Friday, January 10, 2014

On the Heels of the Russell Blake Post

The other day I blogged about a WSJ article that discussed the work ethic and writing life of Russell Blake. The article described his prolificness as well as how he wrote.



He churns out 7,000 to 10,000 words a day and often works from eight in the morning until midnight. He spends many of those hours on a treadmill desk, clocking eight to 10 miles.

So, that's a tad odd right? Try these oddities among writers that I found via Mental Floss in their article The Incredible Eccentricities of 20 Great Writers. My favorites?

1. JOHN CHEEVER

The short story guru was like everyone else: He woke up, put on a suit, and went to work. And unlike everyone else, he took an elevator down to his apartment building’s basement, stripped off all his clothes, and wrote in his underwear.

or

6. FRIEDRICH SCHILLER

Schiller worked late at night, so to keep the sandman away, he’d dip his feet in ice-cold water. But it gets weirder: Schiller always wrote with a bunch of rotten apples stowed in his desk drawer. He said the smell motivated him.

and my very favorite:

8. DEMOSTHENES

To keep on task, the Greek orator would shave half of his head because it forced him to stay inside and work. Plutarch writes, “Here he would continue, oftentimes without intermission, two or three months together, shaving one half of his head, that so for shame he might not go abroad, though he desired it ever so much.”

Finally there is this one, that seems like it's quite Russell Blakian in terms of output.

13. HONORÉ DE BALZAC


No one worked harder than Balzac.
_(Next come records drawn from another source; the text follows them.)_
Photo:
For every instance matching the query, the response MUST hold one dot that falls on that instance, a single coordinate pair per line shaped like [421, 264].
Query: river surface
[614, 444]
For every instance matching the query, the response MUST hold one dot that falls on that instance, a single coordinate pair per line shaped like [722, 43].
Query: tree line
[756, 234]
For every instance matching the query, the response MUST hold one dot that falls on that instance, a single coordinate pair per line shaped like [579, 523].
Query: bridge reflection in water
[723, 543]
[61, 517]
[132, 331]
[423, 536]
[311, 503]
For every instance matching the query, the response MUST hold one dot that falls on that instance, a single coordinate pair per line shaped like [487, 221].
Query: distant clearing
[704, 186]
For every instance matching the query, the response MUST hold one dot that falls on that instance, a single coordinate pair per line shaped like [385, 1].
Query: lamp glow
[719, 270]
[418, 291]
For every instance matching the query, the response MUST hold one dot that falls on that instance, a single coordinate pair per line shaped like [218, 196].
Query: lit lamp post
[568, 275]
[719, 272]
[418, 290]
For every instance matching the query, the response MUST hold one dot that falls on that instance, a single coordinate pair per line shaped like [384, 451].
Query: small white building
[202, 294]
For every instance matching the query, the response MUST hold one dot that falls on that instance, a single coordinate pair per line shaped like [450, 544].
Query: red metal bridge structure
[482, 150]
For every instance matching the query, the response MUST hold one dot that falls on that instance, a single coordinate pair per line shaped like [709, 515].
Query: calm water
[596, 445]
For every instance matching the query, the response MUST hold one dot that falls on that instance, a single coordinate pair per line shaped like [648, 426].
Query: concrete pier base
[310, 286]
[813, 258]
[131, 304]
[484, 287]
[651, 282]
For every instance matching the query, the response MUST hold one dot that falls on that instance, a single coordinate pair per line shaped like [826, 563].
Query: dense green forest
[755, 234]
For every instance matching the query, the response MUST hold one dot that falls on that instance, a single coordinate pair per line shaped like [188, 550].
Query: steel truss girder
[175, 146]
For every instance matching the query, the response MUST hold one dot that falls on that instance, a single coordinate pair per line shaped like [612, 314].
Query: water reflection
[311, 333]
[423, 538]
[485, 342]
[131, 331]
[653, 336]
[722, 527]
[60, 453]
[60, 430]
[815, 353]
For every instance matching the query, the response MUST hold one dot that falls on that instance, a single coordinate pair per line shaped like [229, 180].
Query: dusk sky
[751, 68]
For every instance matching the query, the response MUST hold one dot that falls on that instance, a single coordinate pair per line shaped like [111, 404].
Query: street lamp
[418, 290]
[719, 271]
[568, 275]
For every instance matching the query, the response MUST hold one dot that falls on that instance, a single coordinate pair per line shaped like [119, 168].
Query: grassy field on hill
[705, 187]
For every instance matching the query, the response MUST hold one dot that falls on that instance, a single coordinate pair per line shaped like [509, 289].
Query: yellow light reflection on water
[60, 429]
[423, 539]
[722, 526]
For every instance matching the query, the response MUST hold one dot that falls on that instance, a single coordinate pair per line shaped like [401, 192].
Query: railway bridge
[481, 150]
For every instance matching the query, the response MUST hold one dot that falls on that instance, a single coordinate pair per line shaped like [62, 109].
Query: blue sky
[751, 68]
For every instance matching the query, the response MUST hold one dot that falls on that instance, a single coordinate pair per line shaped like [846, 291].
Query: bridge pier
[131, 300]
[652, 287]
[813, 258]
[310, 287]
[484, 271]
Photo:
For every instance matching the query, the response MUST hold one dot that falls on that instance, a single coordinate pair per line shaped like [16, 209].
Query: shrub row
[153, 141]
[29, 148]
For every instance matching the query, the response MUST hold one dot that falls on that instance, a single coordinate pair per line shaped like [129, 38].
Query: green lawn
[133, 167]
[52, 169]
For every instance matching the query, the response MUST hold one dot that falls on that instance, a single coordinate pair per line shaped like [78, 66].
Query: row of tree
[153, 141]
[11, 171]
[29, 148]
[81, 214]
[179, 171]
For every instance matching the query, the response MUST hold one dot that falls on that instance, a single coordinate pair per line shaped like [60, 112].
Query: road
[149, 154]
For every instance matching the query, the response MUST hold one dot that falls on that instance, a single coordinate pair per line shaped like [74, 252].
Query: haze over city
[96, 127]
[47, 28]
He’d wake up at 1:00 a.m., write for seven hours, take a nap at 8:00 a.m., wake up at 9:30 a.m., write again till 4:00 p.m., take a walk, visit friends, and call it a night at 6:00 p.m. To fuel all that writing, he threw back upwards of 50 cups of coffee per day.

Perhaps this is my problem. I'm not odd enough in my writing style. All I do is sit at a desk with a cup of coffee.